Во-первых, этот самый конец времен уже произошел. Все уже случилось — и мужественные писатели только думают, что пророчествуют, а на самом деле они находятся внутри затопленных помещений корабля и из их ртов поднимаются вверх пузыри воздуха. И вот почему: мир давно уже читает с экрана, у каждого в кармане уже есть мобильный телефон (не со всякого современного телефона удобно читать текст, но с каждого — можно), и продажи электронных книг уже перекрыли продажи бумажных. Аудиокниги уже победили — потому что их удобнее использовать в автомобиле, который стоит в пробке, а также на грядке и в прочей домашней работе. Мир уже другой, и люди, по стечению обстоятельств оказавшиеся в воздушном мешке, просто не задумывались о реальном положении корабля.

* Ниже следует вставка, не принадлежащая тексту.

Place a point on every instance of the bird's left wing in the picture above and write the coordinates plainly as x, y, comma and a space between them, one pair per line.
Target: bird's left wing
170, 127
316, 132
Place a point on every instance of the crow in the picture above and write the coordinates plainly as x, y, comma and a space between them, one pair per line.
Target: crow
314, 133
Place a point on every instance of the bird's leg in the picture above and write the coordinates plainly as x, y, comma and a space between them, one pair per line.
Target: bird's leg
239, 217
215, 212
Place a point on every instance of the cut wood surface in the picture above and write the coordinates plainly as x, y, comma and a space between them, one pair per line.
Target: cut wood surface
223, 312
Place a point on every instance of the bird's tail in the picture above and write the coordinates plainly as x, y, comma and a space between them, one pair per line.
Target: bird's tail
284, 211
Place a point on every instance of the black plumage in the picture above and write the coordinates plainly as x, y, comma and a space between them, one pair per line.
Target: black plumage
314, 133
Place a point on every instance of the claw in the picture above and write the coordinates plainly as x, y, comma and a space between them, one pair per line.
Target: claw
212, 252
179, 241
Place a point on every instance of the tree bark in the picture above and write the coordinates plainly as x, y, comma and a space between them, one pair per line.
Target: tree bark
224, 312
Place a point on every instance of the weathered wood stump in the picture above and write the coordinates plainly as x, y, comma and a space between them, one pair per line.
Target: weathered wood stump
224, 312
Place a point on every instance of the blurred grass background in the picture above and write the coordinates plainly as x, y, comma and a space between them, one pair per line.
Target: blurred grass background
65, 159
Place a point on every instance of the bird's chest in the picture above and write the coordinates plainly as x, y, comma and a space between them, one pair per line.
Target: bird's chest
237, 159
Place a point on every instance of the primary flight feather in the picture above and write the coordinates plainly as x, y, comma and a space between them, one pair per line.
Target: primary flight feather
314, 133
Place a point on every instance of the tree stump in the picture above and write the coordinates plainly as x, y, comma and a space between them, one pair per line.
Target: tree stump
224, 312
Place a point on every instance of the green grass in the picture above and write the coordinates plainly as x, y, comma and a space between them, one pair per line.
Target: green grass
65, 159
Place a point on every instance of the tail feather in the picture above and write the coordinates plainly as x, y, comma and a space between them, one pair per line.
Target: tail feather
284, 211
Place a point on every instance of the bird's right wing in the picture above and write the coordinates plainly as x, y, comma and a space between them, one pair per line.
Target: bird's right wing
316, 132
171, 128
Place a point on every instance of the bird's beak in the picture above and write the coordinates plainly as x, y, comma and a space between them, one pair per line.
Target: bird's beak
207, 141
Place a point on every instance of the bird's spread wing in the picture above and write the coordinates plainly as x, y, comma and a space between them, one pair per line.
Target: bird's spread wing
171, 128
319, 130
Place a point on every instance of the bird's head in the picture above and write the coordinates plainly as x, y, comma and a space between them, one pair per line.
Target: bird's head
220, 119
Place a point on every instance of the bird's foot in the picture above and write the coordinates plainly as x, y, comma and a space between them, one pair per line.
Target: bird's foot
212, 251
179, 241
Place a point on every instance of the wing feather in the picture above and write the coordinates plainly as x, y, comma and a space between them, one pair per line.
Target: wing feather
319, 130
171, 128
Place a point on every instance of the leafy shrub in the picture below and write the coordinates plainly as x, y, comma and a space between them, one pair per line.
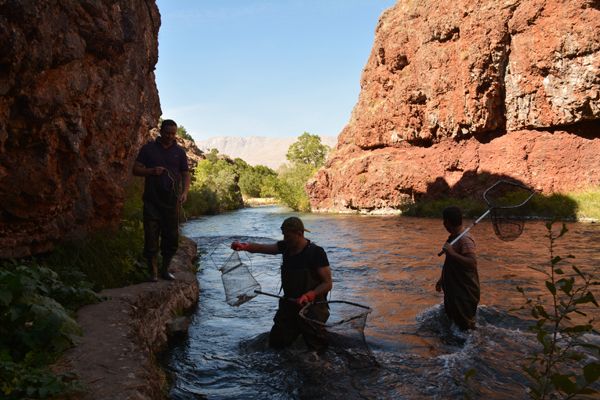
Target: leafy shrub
257, 181
290, 187
215, 188
559, 367
35, 328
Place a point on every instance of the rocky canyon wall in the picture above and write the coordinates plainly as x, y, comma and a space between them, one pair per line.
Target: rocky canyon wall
456, 95
77, 98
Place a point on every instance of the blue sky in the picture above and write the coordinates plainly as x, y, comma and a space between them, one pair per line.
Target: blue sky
263, 67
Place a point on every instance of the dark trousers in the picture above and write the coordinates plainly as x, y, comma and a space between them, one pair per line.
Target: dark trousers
288, 325
461, 311
160, 223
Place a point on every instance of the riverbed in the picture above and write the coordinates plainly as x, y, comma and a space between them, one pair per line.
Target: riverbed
390, 264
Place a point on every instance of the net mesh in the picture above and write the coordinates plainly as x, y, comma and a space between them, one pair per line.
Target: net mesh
507, 226
506, 201
345, 328
239, 284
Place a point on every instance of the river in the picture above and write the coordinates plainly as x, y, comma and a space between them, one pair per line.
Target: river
390, 264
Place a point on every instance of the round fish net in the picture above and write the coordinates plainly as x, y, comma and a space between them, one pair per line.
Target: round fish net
345, 329
239, 284
505, 200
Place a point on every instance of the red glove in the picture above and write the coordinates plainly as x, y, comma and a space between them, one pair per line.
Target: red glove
307, 297
237, 246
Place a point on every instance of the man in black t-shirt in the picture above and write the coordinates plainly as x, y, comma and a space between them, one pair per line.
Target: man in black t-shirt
305, 277
164, 166
459, 280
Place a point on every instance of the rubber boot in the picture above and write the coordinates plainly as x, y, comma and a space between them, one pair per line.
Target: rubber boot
165, 274
153, 268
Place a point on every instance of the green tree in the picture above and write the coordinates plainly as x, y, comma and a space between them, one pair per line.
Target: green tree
255, 181
308, 150
559, 368
215, 187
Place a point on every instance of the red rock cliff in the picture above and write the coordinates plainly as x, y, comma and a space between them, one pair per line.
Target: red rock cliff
77, 98
457, 94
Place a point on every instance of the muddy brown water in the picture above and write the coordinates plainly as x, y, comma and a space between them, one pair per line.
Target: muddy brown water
390, 264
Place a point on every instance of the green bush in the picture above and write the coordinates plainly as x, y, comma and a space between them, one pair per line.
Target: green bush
257, 181
214, 189
35, 328
290, 186
559, 368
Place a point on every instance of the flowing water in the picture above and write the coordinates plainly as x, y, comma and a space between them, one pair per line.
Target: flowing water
390, 264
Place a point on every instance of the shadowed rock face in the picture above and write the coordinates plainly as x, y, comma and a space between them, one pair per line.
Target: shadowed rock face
77, 99
458, 94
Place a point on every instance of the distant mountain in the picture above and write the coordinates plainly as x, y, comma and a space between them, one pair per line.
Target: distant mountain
256, 150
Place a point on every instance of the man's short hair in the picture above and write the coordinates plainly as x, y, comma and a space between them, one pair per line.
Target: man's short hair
453, 215
167, 122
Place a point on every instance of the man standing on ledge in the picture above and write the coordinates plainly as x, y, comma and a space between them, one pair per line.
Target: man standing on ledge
305, 277
164, 166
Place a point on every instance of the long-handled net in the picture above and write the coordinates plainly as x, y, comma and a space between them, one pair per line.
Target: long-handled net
505, 201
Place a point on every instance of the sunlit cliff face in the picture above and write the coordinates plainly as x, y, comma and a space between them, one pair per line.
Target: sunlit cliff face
457, 95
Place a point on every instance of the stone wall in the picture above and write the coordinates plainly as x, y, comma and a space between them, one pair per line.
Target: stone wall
77, 99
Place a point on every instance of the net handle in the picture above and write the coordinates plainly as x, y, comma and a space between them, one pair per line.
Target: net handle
485, 214
304, 309
275, 295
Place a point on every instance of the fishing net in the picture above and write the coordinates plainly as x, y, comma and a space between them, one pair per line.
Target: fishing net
239, 284
345, 329
506, 200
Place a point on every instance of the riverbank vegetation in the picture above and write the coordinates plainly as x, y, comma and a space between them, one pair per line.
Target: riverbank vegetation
219, 184
564, 318
39, 297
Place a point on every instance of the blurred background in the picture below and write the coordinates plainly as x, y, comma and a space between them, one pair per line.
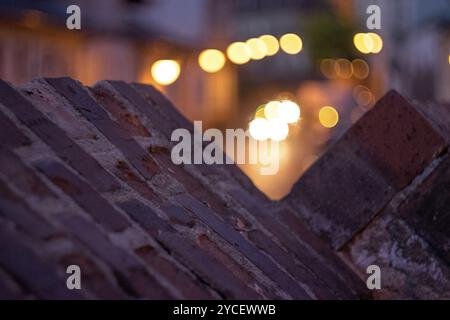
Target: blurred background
222, 61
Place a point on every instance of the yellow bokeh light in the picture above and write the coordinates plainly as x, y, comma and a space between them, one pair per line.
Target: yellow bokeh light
360, 69
328, 116
271, 43
211, 60
238, 53
271, 110
363, 42
289, 111
257, 47
291, 43
343, 68
327, 68
278, 130
377, 42
165, 72
368, 42
260, 111
259, 129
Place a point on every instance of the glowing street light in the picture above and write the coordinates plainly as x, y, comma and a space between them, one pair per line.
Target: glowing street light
368, 42
289, 111
259, 129
165, 72
271, 43
238, 53
278, 130
211, 60
257, 47
328, 116
291, 43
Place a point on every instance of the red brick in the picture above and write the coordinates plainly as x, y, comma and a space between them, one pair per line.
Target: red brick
10, 135
426, 209
37, 275
80, 99
130, 273
124, 118
190, 287
22, 176
203, 265
56, 138
381, 154
246, 248
14, 209
396, 139
84, 195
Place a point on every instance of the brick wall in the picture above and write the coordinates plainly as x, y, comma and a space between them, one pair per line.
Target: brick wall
86, 178
381, 195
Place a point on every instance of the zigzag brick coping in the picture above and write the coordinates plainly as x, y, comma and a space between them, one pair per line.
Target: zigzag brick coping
86, 179
381, 195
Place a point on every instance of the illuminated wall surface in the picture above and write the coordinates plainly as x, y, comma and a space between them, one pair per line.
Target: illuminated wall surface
357, 162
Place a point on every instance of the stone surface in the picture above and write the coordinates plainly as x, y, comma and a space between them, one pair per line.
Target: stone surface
87, 179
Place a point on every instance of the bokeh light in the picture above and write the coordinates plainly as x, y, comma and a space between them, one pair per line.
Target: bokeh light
363, 96
211, 60
259, 129
271, 43
360, 69
257, 47
363, 42
377, 42
289, 111
259, 113
291, 43
238, 53
278, 130
165, 72
343, 68
271, 110
368, 42
327, 68
328, 116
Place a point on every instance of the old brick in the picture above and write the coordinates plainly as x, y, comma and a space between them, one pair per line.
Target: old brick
377, 157
426, 209
178, 216
12, 208
20, 175
56, 138
162, 104
93, 278
84, 195
80, 99
247, 249
390, 136
145, 216
36, 275
125, 173
130, 274
196, 260
124, 118
10, 135
190, 287
208, 269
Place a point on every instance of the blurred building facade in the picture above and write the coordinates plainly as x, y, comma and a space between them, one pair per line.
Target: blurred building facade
120, 39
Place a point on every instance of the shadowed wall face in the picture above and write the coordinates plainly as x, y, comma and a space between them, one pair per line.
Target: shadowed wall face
87, 180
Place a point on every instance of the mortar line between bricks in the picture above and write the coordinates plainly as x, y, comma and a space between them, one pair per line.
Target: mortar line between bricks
425, 173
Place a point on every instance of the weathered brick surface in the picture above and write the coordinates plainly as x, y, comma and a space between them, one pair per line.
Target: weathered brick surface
379, 156
83, 194
103, 193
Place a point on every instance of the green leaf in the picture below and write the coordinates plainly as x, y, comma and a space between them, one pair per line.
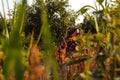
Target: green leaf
100, 1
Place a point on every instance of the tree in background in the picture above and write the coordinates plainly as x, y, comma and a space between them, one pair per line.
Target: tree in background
59, 18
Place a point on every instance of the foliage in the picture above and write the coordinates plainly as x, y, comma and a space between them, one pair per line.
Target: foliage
45, 22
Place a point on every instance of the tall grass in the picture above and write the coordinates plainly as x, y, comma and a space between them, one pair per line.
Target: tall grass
12, 46
50, 62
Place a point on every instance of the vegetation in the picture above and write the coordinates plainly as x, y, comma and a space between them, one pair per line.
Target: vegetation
29, 39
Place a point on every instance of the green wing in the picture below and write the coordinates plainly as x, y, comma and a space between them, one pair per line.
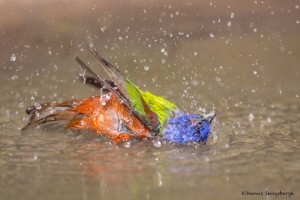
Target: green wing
163, 108
152, 110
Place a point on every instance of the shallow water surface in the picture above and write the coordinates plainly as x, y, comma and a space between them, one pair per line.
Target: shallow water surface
239, 59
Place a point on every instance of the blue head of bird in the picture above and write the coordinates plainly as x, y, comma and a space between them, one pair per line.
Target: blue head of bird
184, 128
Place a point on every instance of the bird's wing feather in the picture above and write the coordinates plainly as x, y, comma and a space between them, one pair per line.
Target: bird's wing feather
126, 91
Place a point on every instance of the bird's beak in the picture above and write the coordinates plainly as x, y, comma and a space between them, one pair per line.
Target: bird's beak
210, 117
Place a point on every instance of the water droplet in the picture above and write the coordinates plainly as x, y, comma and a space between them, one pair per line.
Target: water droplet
14, 77
13, 58
127, 144
251, 117
156, 143
21, 105
107, 97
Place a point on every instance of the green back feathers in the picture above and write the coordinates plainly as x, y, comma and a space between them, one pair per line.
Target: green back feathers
160, 106
135, 97
152, 110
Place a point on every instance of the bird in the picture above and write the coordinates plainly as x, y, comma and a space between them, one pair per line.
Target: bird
123, 112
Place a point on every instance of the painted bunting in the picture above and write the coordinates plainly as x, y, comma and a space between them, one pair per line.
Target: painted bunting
123, 111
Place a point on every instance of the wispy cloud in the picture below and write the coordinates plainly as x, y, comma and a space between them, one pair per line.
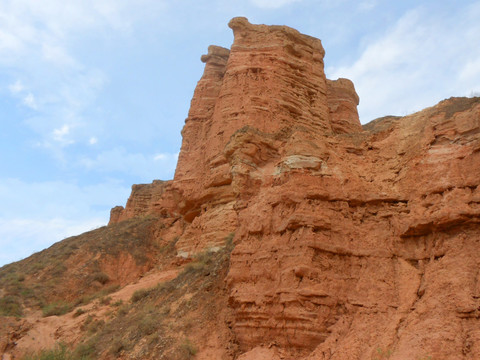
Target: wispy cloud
34, 215
424, 57
272, 4
145, 167
45, 71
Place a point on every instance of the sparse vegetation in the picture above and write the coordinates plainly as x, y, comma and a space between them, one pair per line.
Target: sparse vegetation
382, 354
57, 308
59, 352
78, 312
101, 277
10, 306
140, 294
188, 349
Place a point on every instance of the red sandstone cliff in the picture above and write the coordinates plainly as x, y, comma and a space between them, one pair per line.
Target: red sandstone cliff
350, 242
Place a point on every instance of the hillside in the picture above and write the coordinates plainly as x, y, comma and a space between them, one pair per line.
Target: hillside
288, 232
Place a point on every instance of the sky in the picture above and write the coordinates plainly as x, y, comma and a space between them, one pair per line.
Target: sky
94, 93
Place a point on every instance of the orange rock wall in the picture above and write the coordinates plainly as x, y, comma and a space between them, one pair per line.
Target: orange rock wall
351, 242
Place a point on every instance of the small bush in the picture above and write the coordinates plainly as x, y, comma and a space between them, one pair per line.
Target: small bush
229, 239
188, 349
10, 306
101, 277
118, 345
60, 352
85, 351
56, 308
117, 303
147, 326
95, 326
106, 300
140, 294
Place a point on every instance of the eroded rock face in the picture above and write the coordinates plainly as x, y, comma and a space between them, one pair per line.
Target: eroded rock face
350, 241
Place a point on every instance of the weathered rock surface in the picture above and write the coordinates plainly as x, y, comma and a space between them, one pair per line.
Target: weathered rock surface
351, 242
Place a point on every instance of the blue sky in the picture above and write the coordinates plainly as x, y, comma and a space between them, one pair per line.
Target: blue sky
94, 93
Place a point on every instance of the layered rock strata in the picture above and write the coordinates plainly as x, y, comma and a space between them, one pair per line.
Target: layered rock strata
351, 242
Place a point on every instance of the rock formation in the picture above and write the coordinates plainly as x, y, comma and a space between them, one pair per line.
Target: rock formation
350, 242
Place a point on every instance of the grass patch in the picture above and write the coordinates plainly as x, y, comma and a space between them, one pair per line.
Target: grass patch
188, 349
79, 312
140, 294
60, 352
57, 308
101, 277
10, 306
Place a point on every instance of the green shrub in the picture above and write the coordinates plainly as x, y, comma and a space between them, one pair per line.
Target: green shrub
10, 306
140, 294
57, 308
79, 312
188, 349
101, 277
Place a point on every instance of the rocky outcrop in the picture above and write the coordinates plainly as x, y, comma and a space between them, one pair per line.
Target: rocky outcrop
350, 242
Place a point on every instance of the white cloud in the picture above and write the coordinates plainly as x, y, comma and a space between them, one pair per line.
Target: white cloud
272, 4
40, 41
146, 167
423, 58
34, 215
20, 237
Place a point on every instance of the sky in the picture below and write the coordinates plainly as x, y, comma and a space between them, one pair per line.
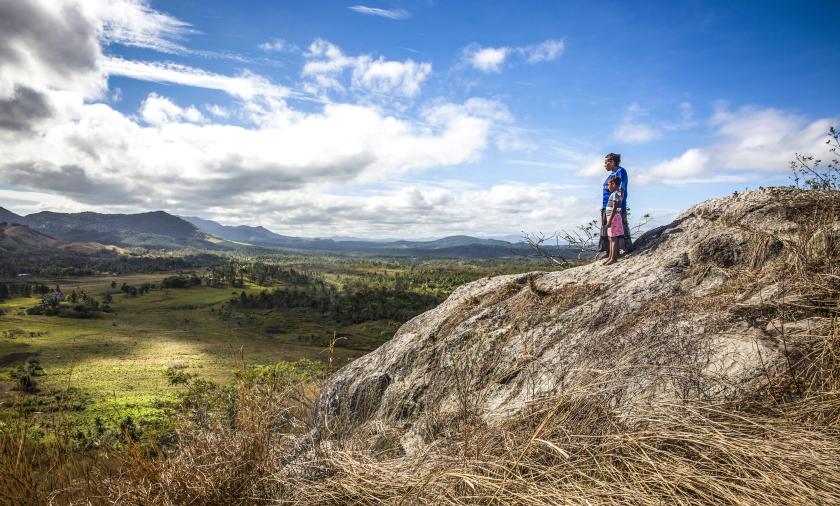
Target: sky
406, 119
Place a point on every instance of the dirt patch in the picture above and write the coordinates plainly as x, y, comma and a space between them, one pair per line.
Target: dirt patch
14, 358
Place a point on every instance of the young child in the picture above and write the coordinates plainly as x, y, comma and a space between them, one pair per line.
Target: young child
615, 227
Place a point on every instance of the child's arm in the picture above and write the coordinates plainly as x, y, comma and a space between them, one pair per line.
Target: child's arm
612, 214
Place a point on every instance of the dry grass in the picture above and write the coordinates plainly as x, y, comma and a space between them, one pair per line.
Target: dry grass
781, 446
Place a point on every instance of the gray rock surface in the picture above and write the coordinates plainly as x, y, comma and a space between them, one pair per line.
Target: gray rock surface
688, 316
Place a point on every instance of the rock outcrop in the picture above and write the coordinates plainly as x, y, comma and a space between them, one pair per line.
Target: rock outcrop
692, 314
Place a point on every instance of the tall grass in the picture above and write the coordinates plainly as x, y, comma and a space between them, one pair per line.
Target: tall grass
256, 443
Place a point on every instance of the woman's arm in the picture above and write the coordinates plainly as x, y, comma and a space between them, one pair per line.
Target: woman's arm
612, 213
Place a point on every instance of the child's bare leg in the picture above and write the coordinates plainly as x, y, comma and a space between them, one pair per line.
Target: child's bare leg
613, 251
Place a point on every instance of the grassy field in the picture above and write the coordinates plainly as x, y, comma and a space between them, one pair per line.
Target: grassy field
113, 366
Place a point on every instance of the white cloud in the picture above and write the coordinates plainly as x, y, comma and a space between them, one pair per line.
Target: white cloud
548, 50
217, 110
486, 59
245, 86
382, 13
278, 46
492, 59
157, 110
748, 142
134, 23
326, 64
80, 153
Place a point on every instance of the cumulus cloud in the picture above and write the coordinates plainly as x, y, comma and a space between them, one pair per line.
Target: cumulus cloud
157, 110
749, 140
23, 109
326, 64
492, 59
177, 156
486, 59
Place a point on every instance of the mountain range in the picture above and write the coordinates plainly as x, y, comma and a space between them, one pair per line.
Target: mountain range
20, 239
161, 230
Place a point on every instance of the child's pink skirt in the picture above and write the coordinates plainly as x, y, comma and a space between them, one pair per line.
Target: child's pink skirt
617, 228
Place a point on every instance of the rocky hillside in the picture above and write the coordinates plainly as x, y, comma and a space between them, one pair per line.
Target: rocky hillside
696, 313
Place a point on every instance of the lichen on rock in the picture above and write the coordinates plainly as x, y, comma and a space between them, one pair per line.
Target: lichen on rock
683, 318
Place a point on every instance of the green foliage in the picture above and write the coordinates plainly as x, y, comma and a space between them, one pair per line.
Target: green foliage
79, 304
25, 375
285, 373
180, 281
176, 376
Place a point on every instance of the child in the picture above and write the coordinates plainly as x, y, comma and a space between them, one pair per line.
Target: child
615, 227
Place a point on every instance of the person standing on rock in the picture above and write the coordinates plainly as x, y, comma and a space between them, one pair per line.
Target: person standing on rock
615, 225
612, 164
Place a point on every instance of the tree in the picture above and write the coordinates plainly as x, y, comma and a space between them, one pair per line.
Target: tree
808, 171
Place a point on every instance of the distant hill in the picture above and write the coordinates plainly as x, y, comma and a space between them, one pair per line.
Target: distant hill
20, 239
161, 230
156, 229
10, 217
242, 233
453, 246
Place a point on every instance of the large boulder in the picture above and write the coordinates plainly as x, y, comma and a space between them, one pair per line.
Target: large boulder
692, 315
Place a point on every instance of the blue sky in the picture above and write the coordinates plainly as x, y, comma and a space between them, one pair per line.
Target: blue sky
406, 119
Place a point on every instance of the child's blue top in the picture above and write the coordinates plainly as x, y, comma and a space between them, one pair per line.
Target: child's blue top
621, 174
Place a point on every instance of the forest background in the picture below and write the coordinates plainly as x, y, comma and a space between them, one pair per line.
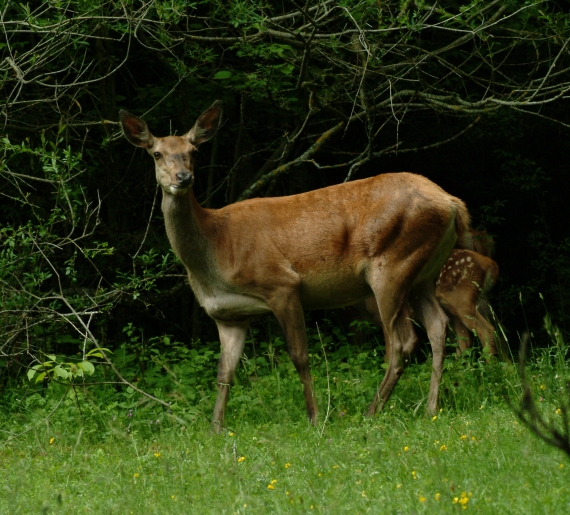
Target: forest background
472, 95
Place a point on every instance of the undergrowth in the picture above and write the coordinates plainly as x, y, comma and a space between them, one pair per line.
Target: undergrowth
105, 449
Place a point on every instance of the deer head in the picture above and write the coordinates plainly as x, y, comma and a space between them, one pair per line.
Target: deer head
174, 156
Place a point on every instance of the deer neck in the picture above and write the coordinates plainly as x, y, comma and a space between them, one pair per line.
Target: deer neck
188, 227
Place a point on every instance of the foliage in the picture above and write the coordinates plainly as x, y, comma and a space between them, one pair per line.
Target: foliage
313, 95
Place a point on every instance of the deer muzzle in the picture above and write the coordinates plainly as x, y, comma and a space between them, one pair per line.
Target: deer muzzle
184, 179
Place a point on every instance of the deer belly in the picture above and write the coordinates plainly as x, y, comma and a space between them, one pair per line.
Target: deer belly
324, 291
233, 306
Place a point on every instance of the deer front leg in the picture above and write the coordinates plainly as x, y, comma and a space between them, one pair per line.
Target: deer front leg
289, 313
232, 339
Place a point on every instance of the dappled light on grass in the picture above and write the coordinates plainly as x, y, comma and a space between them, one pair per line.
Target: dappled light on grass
119, 455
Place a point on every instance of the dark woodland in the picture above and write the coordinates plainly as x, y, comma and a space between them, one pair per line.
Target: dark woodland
474, 96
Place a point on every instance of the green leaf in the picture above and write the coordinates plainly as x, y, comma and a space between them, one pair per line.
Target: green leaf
60, 372
225, 74
87, 366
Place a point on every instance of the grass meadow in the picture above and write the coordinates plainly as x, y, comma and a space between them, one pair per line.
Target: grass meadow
105, 450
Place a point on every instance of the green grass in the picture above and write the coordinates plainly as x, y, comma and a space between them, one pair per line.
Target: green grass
474, 457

Во-вторых, почти все возбужденные люди, говорящие об изменениях в культуре, смешивают судьбу литературы с судьбой бумажных книг. На нашем этапе тут много сходства, но предметы эти и их судьбы различны.

Электронные книги побеждают, потому что они удобны, потому что они уже доступны (а именно бумажные издания раньше козыряли дешевизной и доступностью). Во многих случаях — как интерактивные учебники, как справочники и словари — электронные книги никакой конкуренции с бумажными не ощущают. Только мазохист скажет, что приятнее шелестеть страницами многотомного словаря, а не ввести слово для перевода в окошечко на экране.

В-третьих, в спорах о будущем книги иногда возникает надежда, что с электронной и сетевой литературой все будет как сейчас, только бумага заменится на экран. Примерно так же в конце восьмидесятых многие люди полагали, что светлое будущее будет как в СССР, только Мандельштама с Пастернаком будут продавать на каждом углу. Пастернак и Мандельштам действительно сейчас обнаруживаются на каждом углу и даже в ларьках уцененных книг. Однако это не единственные изменения, что произошли в стране за четверть века.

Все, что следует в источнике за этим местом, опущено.